Reps - 3 sets reps per leg
Rest - 15 seconds between reps
Tuck Jumps - Tuck jumps are simple drills that improve agility and power. Stand with your feet shoulder-width apart, with your knees slightly bent. Bend your knees and jump straight up with explosive force, bringing your knees toward your chest while in midair. Grip your knees quickly and release. Once you land, immediately repeat the next jump. Including this agility training exercise into your weekly training sessions will improves coordination, balance, and strength.
Reps - 10 jumps
Sets - 3 times
Rest - 15 seconds between sets
Stair Running - While some might argue that this is not technically an agility training exercise, running stairs is an excellent way to develop swiftness and foot speed while producing an excellent interval workout. Running stairs provides a cardiovascular benefit similar to that of running and is an exceptional way to build explosive sprint power.
Begin by running on about 50 - 100 stairs at medium speed. When you reach the top, turn around and walk back down. Use the walk back as your rest interval, and repeat. It's that easy!

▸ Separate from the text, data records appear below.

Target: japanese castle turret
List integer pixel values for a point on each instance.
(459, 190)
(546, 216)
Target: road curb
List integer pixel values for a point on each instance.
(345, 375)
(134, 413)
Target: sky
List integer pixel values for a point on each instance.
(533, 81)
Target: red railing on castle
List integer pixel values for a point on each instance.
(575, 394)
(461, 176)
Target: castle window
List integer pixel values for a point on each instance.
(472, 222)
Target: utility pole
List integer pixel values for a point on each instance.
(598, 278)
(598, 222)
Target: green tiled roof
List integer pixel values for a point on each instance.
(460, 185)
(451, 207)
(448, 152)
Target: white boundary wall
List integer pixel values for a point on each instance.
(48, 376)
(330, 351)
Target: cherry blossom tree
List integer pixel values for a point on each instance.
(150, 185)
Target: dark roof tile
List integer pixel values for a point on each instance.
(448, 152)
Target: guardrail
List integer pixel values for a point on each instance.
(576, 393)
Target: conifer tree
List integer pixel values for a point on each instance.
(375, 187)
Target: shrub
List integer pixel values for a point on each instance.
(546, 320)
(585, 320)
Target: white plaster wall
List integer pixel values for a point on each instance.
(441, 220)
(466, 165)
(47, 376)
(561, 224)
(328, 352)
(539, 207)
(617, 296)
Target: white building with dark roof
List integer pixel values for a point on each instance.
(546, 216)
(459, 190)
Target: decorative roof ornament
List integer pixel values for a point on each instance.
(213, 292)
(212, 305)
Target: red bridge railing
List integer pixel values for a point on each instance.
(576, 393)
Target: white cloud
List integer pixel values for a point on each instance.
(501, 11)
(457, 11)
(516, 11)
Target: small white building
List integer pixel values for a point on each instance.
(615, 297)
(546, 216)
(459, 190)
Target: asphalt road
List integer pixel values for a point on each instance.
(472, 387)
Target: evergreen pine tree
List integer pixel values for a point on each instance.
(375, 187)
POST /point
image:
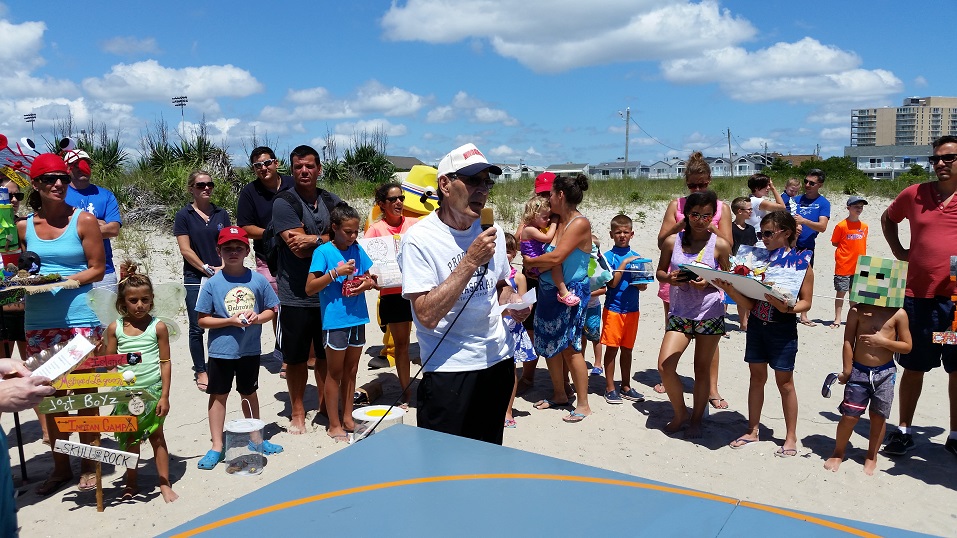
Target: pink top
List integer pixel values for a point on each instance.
(663, 287)
(688, 301)
(933, 236)
(381, 228)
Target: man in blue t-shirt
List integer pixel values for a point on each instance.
(813, 212)
(100, 202)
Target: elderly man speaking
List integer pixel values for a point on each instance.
(454, 273)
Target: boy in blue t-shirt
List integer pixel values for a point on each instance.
(619, 319)
(233, 304)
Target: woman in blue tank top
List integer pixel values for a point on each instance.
(69, 243)
(558, 328)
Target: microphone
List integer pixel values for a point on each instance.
(487, 218)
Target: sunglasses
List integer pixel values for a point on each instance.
(947, 159)
(50, 179)
(474, 181)
(262, 164)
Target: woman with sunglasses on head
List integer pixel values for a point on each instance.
(559, 327)
(394, 310)
(697, 178)
(772, 331)
(697, 311)
(68, 242)
(196, 228)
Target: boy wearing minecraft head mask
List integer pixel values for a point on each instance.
(876, 328)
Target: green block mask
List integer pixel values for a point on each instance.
(879, 282)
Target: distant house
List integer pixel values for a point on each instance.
(663, 170)
(888, 162)
(568, 168)
(617, 169)
(403, 164)
(516, 171)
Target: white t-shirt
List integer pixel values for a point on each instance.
(430, 251)
(756, 213)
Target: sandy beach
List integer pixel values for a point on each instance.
(916, 492)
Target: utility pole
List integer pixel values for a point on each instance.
(624, 171)
(730, 158)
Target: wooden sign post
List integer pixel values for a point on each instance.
(134, 399)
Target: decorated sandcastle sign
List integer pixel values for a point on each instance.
(949, 337)
(57, 366)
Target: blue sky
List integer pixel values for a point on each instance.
(537, 80)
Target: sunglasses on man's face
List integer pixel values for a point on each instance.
(262, 164)
(946, 159)
(474, 181)
(51, 179)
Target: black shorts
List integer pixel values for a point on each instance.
(222, 371)
(298, 328)
(927, 316)
(468, 404)
(529, 322)
(394, 309)
(11, 327)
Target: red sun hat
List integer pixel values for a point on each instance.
(48, 163)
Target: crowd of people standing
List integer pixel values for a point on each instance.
(455, 275)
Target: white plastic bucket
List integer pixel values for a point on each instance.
(243, 436)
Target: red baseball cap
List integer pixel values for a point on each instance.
(232, 233)
(543, 182)
(48, 163)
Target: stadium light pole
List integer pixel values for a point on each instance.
(181, 103)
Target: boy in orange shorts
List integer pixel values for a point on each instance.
(619, 318)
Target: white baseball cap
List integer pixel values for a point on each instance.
(466, 160)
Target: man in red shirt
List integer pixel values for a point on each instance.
(931, 209)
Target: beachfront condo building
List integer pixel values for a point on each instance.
(917, 122)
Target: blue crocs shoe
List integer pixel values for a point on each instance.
(210, 460)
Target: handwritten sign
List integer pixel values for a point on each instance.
(95, 453)
(66, 359)
(89, 380)
(62, 404)
(110, 361)
(97, 424)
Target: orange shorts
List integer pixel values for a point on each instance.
(619, 330)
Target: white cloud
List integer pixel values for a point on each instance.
(805, 58)
(503, 152)
(130, 46)
(493, 115)
(370, 126)
(806, 71)
(20, 45)
(578, 33)
(150, 81)
(441, 114)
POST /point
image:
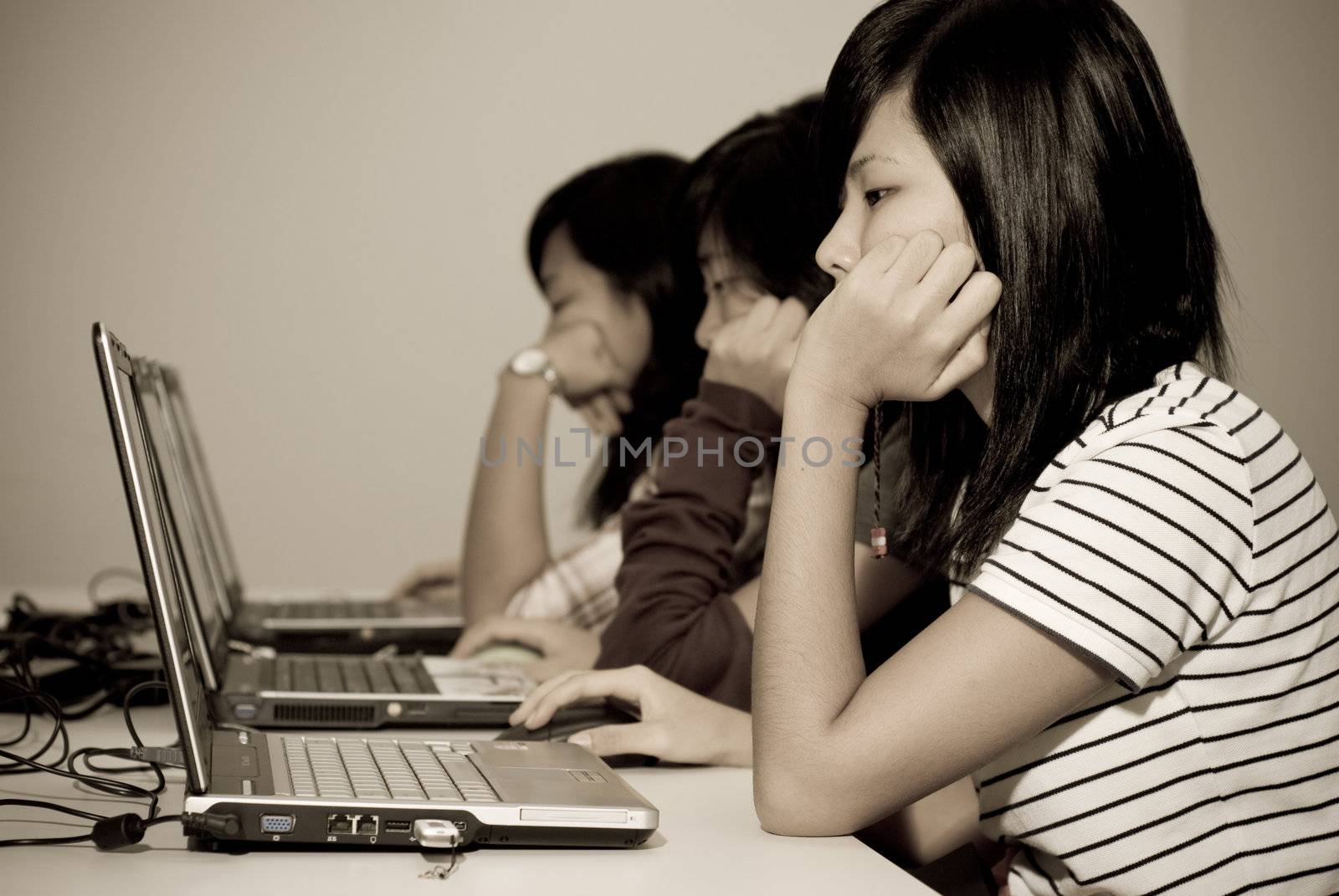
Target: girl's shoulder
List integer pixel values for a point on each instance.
(1184, 416)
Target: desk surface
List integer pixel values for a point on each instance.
(709, 842)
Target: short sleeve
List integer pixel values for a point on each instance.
(1133, 552)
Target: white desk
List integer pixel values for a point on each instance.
(709, 842)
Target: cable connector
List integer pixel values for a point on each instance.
(200, 824)
(118, 831)
(162, 755)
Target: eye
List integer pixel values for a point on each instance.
(872, 197)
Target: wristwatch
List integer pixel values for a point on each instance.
(535, 362)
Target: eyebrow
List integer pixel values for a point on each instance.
(867, 158)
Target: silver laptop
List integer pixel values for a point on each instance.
(265, 689)
(326, 624)
(345, 788)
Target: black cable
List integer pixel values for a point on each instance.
(87, 753)
(109, 573)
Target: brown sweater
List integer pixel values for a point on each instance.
(675, 614)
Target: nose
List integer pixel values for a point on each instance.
(709, 325)
(840, 249)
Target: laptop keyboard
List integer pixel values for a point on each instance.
(351, 675)
(338, 610)
(385, 769)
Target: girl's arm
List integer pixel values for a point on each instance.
(834, 750)
(678, 552)
(506, 543)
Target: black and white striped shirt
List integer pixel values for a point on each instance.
(1183, 541)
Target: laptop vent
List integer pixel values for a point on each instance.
(316, 714)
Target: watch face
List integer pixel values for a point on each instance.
(529, 362)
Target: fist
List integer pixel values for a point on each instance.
(908, 323)
(758, 350)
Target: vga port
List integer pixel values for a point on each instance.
(278, 824)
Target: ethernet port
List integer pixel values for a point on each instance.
(341, 824)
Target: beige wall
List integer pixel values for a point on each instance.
(316, 211)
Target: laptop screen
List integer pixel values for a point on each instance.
(203, 586)
(198, 476)
(157, 555)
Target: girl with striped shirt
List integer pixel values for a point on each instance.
(1141, 673)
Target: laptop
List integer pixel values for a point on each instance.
(325, 624)
(263, 688)
(343, 788)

If this is your first time running stairs, start by walking to avoid delayed muscle soreness.
Sets: Start with 5, working your way to 10 sets per workout
Occurrence: 2-3 times per week
Shuttle Runs - The shuttle run is a standard agility training exercise used by high-performance athletes who play stop-and-go sports such as soccer, tennis, and basketball. Start by setting up a source with two markers, about 25 yards apart. Sprint with explosive speed from one marker to the other and back (i.e., one repetition).
There are a variety of different ways to do the shuttle run, including side-to-side runs, forward-backward runs, and forward-touch-return runs. If you're looking to add more intensity to this drill, complete your shuttle runs with the VertiMax Raptor (loading resistance at the waist and thighs).
Stick to above recommended agility training workouts, and you'll be on your way to improving acceleration, deceleration, change direction speeds, and explosive speed in no time at all.